Editor's note: A previous version of this story had an incorrect headline. It has since been updated to reflect that the University did not find Mr. Bavel guilty; the University cannot assign guilt.
A KU spokesperson's quote may have left the impression a Douglas County District Court judge ruled on evidence of sexual harassment by the professor. The judge's ruling in favor of the University only addressed the procedures the University followed in handling the matter. Bavel is appealing the judge's decision.
After professor Zamir Bavel was accused of sexual harassment by one of his female students in May 2011, the University conducted a six-month investigation and found Bavel had violated the University's policy. He was suspended for two weeks without pay, ordered to take sexual harassment training and denied a salary raise for the next year. Now, three and a half years later, Bavel said the claims are still affecting his life both personally and professionally.
Bavel, 85, has decided to go down fighting this decision. After originally being found guilty by KU, Bavel took his case to the Douglas County District Court, where the court sided with the University. In response to that decision, Bavel took his case to the Kansas Court of Appeals and is currently waiting for that court to make a ruling on whether the University handled his case fairly. His hearing is scheduled for Jan. 14.
The accuser, whose name was never released, claimed Bavel placed his arm around her shoulder and his hand on her knee as he helped her study material from his symbolic logic course at Perkins — a place where he has met with students to provide help for years. Bavel, however, said he provided sufficient evidence demonstrating these two charges were impossible.
“One of the original charges was that I had my arm around the accuser’s shoulder for half an hour,” Bavel said. “I showed the dean evidence that I’m unable to do that for even five minutes because of arthritis in my shoulder.”
Bavel also said he provided evidence that his hand was never on the accuser’s knee. The two were sitting in a booth right next to the kitchen where the serving staff is often going in and out, and Bavel is well known by the staff because of how often he visits the restaurant. Bavel also cited the accuser’s unusual behavior.
“The accuser always sat across from me, but this time she asked to sit next to me,” Bavel said. “The request seemed odd, but nevertheless I moved deeper into the booth to make room for her.”

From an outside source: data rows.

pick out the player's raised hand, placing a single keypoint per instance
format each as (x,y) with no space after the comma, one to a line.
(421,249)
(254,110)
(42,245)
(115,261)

Whether KU made the right decision on the case, Bavel said there have been consequences in both his personal and professional life. When the Lawrence-Journal World recently published a story on the subject, Bavel’s son, who lives in Lawrence, was asked about the accusations at work.
“My son was shown the article at work, and obviously he was hurt by it,” Bavel said. “There have been reactions about this.”
Aside from the accusations affecting his personal life, Bavel has also become slightly more cautious when it comes to meeting with students to help them outside of class, though he’s tried to continue to provide as much assistance as possible.
“Now, anytime a student asks to sit next to me in a booth, I’ll refuse,” Bavel said. “However, I still meet at Perkins with students between six and eight hours a week. I look at my students as my children or grandchildren, so my main goal is to help them.”
While Bavel continues to be passionate about teaching at KU, he said decisions like these were typical of the University.
“They [KU] will not admit wrong,” Bavel said. “They will change the rules so that the next time things are OK, but they will not admit wrong.”
Despite Bavel’s claims, the University is confident in the court system and its case, said Erinn Barcomb-Peterson, KU’s director for news and media relations.
“The University is confident the court of appeals will agree with the district court’s findings and deny professor Bavel’s appeal,” Barcomb-Peterson said in an email.
Although Bavel remains unsatisfied with the way KU has handled his case, he said he continues to teach here because of his initial desire to make the University better.
“I came here to invest myself, make a better University and department, and to help the students,” Bavel said. “I chose to come here because of what I saw as a suppleness and a dedication to research and teaching. KU is no longer what it used to be, but I am too old to move now.”